Finding out that a loved one has been assaulted is an extremely difficult thing to hear. No one wants to know that someone they care about was a victim of a violent crime. It is important to remember, that sexual assault and dating/domestic abuse are violence crimes. Sexual assault is not about sex or desire, it is about power and control. The person who is assaulted is never to blame, regardless of the circumstances. Feelings family members may have on hearing that a child, sister, brother, aunt, mother, uncle has been assaulted can range from anger to despair. Please know that there are resources out there to assist you. Below are some tips when supporting a loved one who has been assaulted.

1. Believe her or him! The greatest fear of rape survivors is that they will not be believed or that their experience will be minimized as not important.

2. Let the survivor know that whatever they did to survive the assault was the best thing to do. Validate that it must have been extremely scary.

3. Listen! Let her or him talk. Find a quiet place. Be patient.

4. Help her or him organize her or his thoughts, but let the survivor make her or his own decisions about how to proceed. The survivor needs to regain the feeling of control. Allow her or him to do that.

5. Reinforce that the rape was not her or his fault. Avoid questions that seem to blame the survivor’s actions. The only person who deserves the blame is the person who decided to commit the assault.

6. Give the survivor a secure place to sleep and offer companionship once she or he returns to her or his living quarters. Often the immediate response for a family member is to protect the survivor and hold her or him close (physically and metaphorically). It is really important that you resist this urge and let the survivor determine next steps.

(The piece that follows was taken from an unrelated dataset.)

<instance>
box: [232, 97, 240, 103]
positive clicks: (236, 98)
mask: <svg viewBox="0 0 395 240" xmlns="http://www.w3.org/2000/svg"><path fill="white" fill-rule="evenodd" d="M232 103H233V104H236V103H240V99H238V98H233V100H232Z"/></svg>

7. Suggest calling a professionally trained rape crisis counselor or advocate.

8. If your loved one discloses the assault to you soon after it has happened, encourage her or him to preserve evidence. Caution her or him not to shower, eat, wash clothes or brush teeth. Forensic exams can be completed up to 96 hours after the assault, sometimes even up to 7 days later.

9. Get him or her medical assistance if she or he so chooses.

10. Comfort her or him and let her or him know that you will support them.

11. Help him or her get psychological and legal help if she or he so chooses.

12. Be available. Give your time and attention each time you are sought out.

13. Understand that you may start to feel stressed or frustrated as you support your loved one. Be sure to seek assistance for yourself too so that you have someone to talk to about how this has affected you. It is important that you do not take your anger, frustration, or sadness at the situation out on your loved one, as this can be very hurtful for both of you.

 

Secondary Trauma
Often when you support someone who has been through a scary and traumatic experience, it is possible for you as the helper to take on some of the trauma response. This is known as "secondary trauma" or "vicarious trauma". It is important when supporting someone through the emotional aftermath of an assault, that you don't forget about yourself. Take the time you need to maintain balance and self care.